While this rule typically applies to a plaintiff's underlying criminal judgment, it equally applies to decisions denying release to parole. See, e.g., Thompson v. Tex. Parole & Pardons, No. 3:20-cv-848-K-BK, 2020 WL 7327989, at *2 (N.D. Tex. Sept. 25, 2020) (“The Heck bar also applies to claims for damages related to constitutional violations stemming from parole revocation proceedings, as well as claims for declaratory and injunctive relief. In the case of parole revocation, the Section 1983 action is subject to dismissal under Heck absent a showing that the confinement resulting from the parole revocation has been invalidated by a state or federal courts. Therefore, unless and until [the plaintiff's] parole revocation is called into question by[, for example, ] a federal writ of habeas corpus, [he] cannot maintain a civil action for damages, declaratory or injunctive relief that essentially seeks to undermine his parole revocation.” (citing Wilkinson v. Dotson, 544 U.S. 74, 81-82 (2005); McGrew v. Bd. of Pardons & Paroles Div., 47 F.3d 158, 161 (5th Cir. 1995) (per curiam); Almendarez v. Huddleston, 434 Fed.Appx. 397, 397-98 (5th Cir. 2011) (per curiam))).
Courts often refer to a claim subject to this rule as being Heck barred. But, more accurately, a claim subject to the rule in Heck has yet to accrue. See Colvin, 2 F.4th at 498-99 (Heck “based its holding on the ‘hoary principle that civil tort actions are not appropriate vehicles for challenging the validity of outstanding criminal judgments,' and analyzed when and how a § 1983 cause of action accrues.” (footnote omitted)); see, e.g., Cook v.
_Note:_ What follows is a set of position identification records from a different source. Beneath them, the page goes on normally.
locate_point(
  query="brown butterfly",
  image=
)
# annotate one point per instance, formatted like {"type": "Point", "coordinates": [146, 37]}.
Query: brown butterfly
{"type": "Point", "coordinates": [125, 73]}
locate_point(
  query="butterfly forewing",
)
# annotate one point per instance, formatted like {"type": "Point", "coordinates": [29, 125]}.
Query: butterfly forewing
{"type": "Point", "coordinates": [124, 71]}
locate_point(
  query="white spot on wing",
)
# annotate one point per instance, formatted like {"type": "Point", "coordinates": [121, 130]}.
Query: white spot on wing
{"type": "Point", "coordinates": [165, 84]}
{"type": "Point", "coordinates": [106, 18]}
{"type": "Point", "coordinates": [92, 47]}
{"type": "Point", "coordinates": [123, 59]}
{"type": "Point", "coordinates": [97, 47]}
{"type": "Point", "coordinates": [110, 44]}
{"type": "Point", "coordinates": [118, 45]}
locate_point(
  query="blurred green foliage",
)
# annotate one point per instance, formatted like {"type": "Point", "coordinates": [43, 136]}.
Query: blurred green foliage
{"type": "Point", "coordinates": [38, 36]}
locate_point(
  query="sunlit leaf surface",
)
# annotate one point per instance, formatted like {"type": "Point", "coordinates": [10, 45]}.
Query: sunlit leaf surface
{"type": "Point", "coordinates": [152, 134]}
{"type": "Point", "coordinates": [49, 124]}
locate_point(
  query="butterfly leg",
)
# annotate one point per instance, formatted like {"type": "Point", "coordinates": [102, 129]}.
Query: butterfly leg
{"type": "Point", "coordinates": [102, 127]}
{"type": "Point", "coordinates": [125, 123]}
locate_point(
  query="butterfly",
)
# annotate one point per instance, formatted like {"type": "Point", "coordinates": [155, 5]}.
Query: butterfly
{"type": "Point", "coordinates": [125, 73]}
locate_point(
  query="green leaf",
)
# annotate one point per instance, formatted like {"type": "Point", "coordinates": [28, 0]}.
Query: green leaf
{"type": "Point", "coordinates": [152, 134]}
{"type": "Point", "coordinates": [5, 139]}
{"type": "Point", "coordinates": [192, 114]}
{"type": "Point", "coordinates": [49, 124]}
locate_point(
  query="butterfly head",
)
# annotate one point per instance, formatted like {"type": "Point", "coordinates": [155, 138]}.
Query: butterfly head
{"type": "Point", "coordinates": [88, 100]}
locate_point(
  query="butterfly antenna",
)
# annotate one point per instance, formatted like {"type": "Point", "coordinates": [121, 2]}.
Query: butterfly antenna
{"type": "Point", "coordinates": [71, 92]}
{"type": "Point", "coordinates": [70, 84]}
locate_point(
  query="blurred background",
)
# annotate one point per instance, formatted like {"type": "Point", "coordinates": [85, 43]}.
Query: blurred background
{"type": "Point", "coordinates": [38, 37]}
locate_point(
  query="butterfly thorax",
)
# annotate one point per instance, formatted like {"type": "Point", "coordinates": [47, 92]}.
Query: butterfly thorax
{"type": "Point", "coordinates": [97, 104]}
City of Tyler, Tex., 974 F.3d 537, 538-39 (5th Cir. 2020) (per curiam) (“Plaintiff filed this § 1983 claim to recover damages suffered from a series of alleged wrongful prosecutions, convictions, and imprisonment. But because Cook's conviction has yet to be formally terminated in his favor, his causes of action concerning serious official misconduct have not yet accrued and will not begin to accrue until the Texas Court of Criminal Appeals ... vacates his conviction and the State dismisses the indictment against him.” (citation and footnote omitted)).
In sum, because success on Collins's civil allegations would necessarily implicate the validity of a parole proceeding that has yet to terminate in his favor, the civil claims have yet to accrue and should be dismissed as frivolous at this time.
Recommendation
The Court should dismiss this action without prejudice because Plaintiff Leo P. Collins's civil claims are currently subject to the rule announced in Heck v. Humphrey, 512 U.S. 477 (1994).
A copy of these findings, conclusions, and recommendation shall be served on all parties in the manner provided by law. Any party who objects to any part of these findings, conclusions, and recommendation must file specific written objections within 14 days after being served with a copy. See 28 U.S.C. § 636(b)(1); FED. R. CIV. P. 72(b). In order to be specific, an objection must identify the specific finding or recommendation to which objection is made, state the basis for the objection, and specify the place in the magistrate judge's findings, conclusions, and recommendation where the disputed determination is found. An objection that merely incorporates by reference or refers to the briefing before the magistrate judge is not specific. Failure to file specific written objections will bar the aggrieved party from appealing the factual findings and legal conclusions of the magistrate judge that are accepted or adopted by the district court, except upon grounds of plain error. See Douglass v. United Servs. Auto. Ass'n, 79 F.3d 1415, 1417 (5th Cir. 1996).